N-Able Inc (NABL)

Solvency ratios

Dec 31, 2023 Sep 30, 2023 Jun 30, 2023 Mar 31, 2023 Dec 31, 2022 Sep 30, 2022 Jun 30, 2022 Mar 31, 2022
Debt-to-assets ratio 0.29 0.30 0.30 0.30 0.31 0.32 0.32 0.32 0.32 0.32 0.00
Debt-to-capital ratio 0.32 0.33 0.33 0.34 0.34 0.36 0.36 0.35 0.35 0.35 0.00
Debt-to-equity ratio 0.47 0.49 0.50 0.51 0.52 0.56 0.55 0.54 0.54 0.54 0.00
Financial leverage ratio 1.63 1.66 1.66 1.67 1.68 1.74 1.71 1.70 1.71 1.72 1.64

The solvency ratios of N-Able Inc indicate its ability to meet its long-term financial obligations and its level of leverage. The debt-to-assets ratio has been relatively stable around 0.30 to 0.32, suggesting that the company maintains a moderate amount of debt compared to its total assets.

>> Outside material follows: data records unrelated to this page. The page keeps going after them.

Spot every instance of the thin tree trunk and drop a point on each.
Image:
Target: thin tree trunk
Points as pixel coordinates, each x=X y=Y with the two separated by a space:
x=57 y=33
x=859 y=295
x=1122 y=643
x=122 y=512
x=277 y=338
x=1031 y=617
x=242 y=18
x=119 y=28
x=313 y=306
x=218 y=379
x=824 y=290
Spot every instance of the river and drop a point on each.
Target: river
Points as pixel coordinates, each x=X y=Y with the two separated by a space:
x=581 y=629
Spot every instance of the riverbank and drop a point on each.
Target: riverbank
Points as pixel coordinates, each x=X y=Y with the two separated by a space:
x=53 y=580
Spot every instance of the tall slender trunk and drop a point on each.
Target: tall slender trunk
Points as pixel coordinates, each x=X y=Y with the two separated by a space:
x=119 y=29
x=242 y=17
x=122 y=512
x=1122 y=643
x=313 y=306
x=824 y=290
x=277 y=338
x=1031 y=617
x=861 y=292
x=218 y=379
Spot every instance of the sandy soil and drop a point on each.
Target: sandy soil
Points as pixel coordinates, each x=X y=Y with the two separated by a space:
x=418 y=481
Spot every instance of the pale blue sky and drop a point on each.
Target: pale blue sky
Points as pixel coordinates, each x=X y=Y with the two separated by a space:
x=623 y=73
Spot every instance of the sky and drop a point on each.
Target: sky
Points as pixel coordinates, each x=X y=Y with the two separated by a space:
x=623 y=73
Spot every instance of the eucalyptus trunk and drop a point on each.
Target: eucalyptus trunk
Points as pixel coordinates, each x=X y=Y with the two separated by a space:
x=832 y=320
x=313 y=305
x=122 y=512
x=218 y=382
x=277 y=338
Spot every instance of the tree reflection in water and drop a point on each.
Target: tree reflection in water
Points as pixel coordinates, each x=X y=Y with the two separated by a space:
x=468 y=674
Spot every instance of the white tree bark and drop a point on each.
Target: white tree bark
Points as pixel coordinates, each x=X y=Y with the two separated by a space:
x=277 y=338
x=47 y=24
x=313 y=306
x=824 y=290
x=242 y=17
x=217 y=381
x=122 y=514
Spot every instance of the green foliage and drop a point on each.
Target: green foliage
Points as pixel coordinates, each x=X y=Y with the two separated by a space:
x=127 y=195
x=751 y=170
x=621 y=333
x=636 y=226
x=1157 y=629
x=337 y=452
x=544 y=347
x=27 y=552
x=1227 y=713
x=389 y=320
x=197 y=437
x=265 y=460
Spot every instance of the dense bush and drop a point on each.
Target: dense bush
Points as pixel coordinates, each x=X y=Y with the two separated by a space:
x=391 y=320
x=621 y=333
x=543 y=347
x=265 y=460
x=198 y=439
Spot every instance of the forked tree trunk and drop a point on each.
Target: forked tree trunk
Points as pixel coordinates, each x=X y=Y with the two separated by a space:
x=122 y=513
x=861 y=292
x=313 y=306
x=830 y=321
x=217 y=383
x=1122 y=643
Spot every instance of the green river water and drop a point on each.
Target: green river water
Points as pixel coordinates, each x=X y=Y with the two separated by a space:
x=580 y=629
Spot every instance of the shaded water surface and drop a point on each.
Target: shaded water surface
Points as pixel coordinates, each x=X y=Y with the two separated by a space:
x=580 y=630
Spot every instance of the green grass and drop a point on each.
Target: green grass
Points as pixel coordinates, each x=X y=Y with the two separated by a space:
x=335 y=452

The debt-to-capital ratio and debt-to-equity ratio have also shown consistency, hovering between 0.32 to 0.35 and 0.47 to 0.54, respectively. These ratios indicate that N-Able Inc relies on a mix of debt and equity to finance its operations, with a slightly higher proportion of debt compared to equity.

The financial leverage ratio, which measures the company's overall debt level in relation to its equity, has ranged from 1.63 to 1.74. This indicates that N-Able Inc has been gradually increasing its leverage over time, which may signify a higher degree of financial risk.

Overall, the solvency ratios of N-Able Inc suggest a stable financial position with a manageable level of debt relative to its assets and capital. However, the increasing trend in the financial leverage ratio signals a need for careful monitoring of the company's debt levels to ensure sustainable long-term financial health.


Coverage ratios

Dec 31, 2023 Sep 30, 2023 Jun 30, 2023 Mar 31, 2023 Dec 31, 2022 Sep 30, 2022 Jun 30, 2022 Mar 31, 2022
Interest coverage 43.92 39.24 35.10 31.29 29.20 25.56 9.15 3.92

The interest coverage ratio of N-Able Inc has shown a positive trend over the past year, increasing from 3.92 in March 2022 to 43.92 in December 2023. This indicates that the company's ability to cover its interest payments with its operating income has significantly improved.

The substantial increase in the interest coverage ratio suggests that N-Able Inc has likely reduced its debt levels or increased its operating income, making it more financially stable and less risky in terms of meeting its interest obligations.

Overall, the improving trend in the interest coverage ratio of N-Able Inc reflects positively on its financial health and suggests that the company is in a better position to meet its debt obligations and ensure the sustainability of its operations.